I take a deep breath. He’s just as I remember from the ball. There’s no way I can leave with him—as angry as I was with him, I don’t want him to die.

“No.” The word leaves my lips and spreads through the air.

“I know I ruined everything, but Mrath will kill Arion. You can—” His voice breaks. “You can come home with me. Enduvida will be safe.”

So instead, I change the course of the conversation. “I have chosen to marry Arion.
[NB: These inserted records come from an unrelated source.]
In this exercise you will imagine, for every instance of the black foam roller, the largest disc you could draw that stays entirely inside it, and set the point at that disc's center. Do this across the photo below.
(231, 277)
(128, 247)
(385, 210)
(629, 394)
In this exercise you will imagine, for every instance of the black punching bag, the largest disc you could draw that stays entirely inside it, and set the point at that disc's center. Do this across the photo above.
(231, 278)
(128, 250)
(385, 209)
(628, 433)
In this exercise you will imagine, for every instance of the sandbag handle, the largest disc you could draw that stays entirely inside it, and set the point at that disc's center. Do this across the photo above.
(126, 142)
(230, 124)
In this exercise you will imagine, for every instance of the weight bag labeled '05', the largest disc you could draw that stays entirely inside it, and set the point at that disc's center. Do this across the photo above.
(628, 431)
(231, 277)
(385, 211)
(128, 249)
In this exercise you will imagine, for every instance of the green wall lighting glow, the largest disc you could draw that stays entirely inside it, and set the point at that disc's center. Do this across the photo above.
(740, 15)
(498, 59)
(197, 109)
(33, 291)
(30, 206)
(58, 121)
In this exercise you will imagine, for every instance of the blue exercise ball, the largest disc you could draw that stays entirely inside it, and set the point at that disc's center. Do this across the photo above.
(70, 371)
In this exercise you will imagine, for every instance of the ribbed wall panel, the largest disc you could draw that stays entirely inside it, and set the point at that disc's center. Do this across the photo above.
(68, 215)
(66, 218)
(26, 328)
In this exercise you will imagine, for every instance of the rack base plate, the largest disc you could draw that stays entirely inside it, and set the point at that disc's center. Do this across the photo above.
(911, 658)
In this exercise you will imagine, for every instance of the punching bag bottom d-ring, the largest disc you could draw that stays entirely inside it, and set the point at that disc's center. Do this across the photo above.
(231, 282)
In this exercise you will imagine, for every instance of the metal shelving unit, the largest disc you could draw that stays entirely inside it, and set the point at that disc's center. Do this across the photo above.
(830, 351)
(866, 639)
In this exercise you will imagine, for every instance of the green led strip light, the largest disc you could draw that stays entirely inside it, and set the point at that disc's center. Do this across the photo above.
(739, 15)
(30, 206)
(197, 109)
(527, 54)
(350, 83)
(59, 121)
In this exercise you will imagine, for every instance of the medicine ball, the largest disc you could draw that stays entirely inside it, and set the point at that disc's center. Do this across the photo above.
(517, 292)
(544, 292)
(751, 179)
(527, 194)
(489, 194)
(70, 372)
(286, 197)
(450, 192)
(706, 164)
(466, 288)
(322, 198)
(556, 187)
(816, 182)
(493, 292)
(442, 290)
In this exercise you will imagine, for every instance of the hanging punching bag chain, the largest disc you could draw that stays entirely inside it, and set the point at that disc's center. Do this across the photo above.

I don’t know if Mrath will kill him or not—he’s powerful. I don’t want anything to happen to Enduvida, and that is my choice. I just—I just wanted to have this one last time,” I tell him in the fantasy.

He huffs in the dark room. There is winter in that sound, and a kind of spring. He reminds me of new life. His power made me sink into him, trust him. It had once felt so good.

“I just want to feel good,” I say.

That seems to break him apart. His stiff posture changes and he comes closer to me on the bed.

“Then we will make a good ending.”

It is not urgent, the way I imagine placing my hand over his. It is not desperate, the way his mouth finds the place the collar hasn’t bruised. This is not about hunger. It is about remembering the brief times we shared and how free I felt with him. I recall the slope of his shoulders under my fingers, and the way his forearm moves under skin when he braces, how the muscles of his arms and pecs come together.